Don’t be afraid to try out canning in your kitchen! It’s a common belief that canning is hard and tedious, but trust me, it’s really not! It requires just a few essential tools and some time. Also, I recommend getting yourself a good book on canning to get you started.

 The All New Ball Book Of Canning And Preserving: Over 350 of the Best Canned, Jammed, Pickled, and Preserved Recipes

Some items that are needed are a non-reactive pot, canning jars in various sizes, a jar lifter, a funnel, and a canning rack. These items can be purchased individually or as a kit, I have found the best prices for canning materials to be on Amazon.

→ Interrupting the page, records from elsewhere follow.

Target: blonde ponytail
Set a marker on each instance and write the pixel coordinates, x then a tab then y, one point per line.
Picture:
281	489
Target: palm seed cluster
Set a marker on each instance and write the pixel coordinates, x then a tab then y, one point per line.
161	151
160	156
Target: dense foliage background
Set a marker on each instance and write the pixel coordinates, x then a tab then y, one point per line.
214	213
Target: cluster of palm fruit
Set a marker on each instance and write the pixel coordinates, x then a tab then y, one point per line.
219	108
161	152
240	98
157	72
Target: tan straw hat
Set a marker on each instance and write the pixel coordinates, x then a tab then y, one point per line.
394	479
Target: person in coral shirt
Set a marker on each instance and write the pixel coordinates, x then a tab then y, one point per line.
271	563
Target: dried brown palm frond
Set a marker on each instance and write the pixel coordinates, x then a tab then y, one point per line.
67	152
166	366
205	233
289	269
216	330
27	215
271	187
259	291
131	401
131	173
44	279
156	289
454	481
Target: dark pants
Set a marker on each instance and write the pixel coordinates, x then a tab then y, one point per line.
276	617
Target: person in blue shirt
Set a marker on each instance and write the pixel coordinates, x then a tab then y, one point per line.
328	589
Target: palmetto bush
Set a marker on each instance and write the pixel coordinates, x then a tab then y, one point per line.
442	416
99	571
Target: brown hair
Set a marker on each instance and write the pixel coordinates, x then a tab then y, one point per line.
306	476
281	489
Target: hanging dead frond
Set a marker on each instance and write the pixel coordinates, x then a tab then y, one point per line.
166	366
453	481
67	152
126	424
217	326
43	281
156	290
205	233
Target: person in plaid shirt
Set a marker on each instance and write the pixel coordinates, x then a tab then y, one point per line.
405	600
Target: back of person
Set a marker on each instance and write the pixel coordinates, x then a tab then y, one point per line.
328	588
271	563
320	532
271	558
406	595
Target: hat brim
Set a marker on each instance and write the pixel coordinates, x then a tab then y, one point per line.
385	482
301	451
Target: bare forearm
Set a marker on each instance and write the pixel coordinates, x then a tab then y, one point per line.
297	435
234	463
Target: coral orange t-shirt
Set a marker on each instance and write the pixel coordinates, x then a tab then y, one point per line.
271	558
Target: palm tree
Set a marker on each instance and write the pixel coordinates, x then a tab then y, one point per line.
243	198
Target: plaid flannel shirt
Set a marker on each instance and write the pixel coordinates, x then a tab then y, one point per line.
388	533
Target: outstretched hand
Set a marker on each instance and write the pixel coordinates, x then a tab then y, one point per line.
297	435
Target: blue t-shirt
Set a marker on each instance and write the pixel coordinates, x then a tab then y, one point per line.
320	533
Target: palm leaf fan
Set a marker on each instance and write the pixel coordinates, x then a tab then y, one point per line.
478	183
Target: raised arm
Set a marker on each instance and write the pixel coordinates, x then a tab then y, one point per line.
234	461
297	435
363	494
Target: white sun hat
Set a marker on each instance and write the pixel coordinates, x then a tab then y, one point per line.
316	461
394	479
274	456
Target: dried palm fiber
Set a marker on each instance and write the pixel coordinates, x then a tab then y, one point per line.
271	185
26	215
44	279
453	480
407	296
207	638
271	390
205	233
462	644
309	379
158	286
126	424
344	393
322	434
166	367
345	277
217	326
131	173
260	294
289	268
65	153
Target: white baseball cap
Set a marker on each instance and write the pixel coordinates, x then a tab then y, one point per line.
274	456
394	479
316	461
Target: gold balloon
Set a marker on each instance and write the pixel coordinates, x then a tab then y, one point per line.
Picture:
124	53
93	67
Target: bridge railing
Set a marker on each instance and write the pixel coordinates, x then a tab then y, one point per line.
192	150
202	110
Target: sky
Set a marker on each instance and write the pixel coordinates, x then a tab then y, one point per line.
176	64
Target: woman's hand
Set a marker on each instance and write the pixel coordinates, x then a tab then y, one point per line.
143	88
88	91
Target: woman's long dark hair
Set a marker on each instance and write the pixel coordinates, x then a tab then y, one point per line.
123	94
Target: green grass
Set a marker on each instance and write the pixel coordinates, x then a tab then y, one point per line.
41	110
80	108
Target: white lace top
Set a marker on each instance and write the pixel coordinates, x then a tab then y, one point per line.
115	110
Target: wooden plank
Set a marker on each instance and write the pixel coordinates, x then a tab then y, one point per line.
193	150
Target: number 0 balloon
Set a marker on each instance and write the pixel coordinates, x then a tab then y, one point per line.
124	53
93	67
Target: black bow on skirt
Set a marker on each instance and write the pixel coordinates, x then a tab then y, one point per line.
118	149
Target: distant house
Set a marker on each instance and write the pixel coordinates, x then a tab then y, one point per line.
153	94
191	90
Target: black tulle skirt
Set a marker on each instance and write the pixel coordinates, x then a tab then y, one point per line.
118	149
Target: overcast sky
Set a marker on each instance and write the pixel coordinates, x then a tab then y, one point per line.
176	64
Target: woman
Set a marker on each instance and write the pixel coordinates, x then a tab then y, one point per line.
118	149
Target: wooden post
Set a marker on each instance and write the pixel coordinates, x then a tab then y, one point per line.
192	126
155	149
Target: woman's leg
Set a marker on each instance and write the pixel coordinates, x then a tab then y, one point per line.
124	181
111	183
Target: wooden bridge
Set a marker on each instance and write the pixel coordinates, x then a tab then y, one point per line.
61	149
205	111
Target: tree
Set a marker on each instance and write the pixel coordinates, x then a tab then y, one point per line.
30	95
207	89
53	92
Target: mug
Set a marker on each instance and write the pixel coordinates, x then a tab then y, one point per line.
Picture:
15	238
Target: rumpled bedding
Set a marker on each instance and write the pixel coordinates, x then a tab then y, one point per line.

Granite Ware 0718-1 Enamel-on-Steel Canning Kit, 9-Piece

The first step in canning fresh tomatoes is to prepare them by removing their skins. This is easily done by blanching them. (You can find information on blanching here: “How-To” Cooking – Blanching) Once the tomatoes are prepared they need to be cooked slightly before canning. Below are the steps to canning fresh tomatoes as outlined on the Fresh Preserving website. When canning, be sure to follow each of the steps properly and do not rush or skip anything. Doing so will result in improperly canned food that is susceptible to mold and contamination. If canning is done right, you’ll have a bounty of preserves, fruits, and vegetables to enjoy all year long!

Materials Needed


  1. PREPARE boiling water canner. Heat jars in simmering water until ready for use. Do not boil.  Wash lids in warm soapy water then place them in hot, not boiling, water until ready to use. Set bands aside.
  2. WASH the tomatoes then blanche them to remove the skins. Dip them in boiling water for 30 to 60 seconds. Immediately dip in cold water. Slip off skins. Trim away any green areas and cut out core. Leave tomatoes whole or cut into halves or quarters.
  3. CUT the tomatoes into quarters to measure about 2 cups. Transfer to a large stainless steel saucepan and bring to a boil over medium-high heat. Using a potato masher, crush tomatoes to release juices. While maintaining a gentle boil and stirring to prevent scorching, quarter additional tomatoes and add to the saucepan as you work. The remaining tomatoes do not need to be crushed, as they will soften with heating and stirring. Continue until all tomatoes are added, then boil gently for 5 minutes.
  4. ADD ½ tsp Ball® Citric Acid or 2 Tbsp bottled lemon juice to each hot quart jar. Add ¼ tsp Ball®Citric Acid or 1 Tbsp bottled lemon juice to each hot pint jar.
  5. PACK the hot tomatoes into jars leaving a generous 1/2 inch at the top of jar. Press tomatoes into the jar until the spaces between them fill with juice, leaving 1/2 inch headspace. Add 1 teaspoon salt to each quart jar, 1/2 teaspoon to each pint jar, if desired. Remove air bubbles and adjust headspace, if necessary, by adding hot tomatoes. Wipe the rim and center hot lid on jar. Apply band and adjust until fit is fingertip tight. Place jar in boiling water canner. Repeat until all jars are filled.
  6. PROCESS filled jars in a boiling water canner for 35 minutes for pints and 45 minutes for quarts, adjusting for altitude. Remove jars and cool. Check lids for seal after 24 hours. Lid should not flex up and down when center is pressed.

**TIP** – When canning, do NOT work like a factory line filling all of the jars at once then sealing them. Fill a jar with contents then apply the lid and seal before moving to the next jar.  Boil the jars all at once.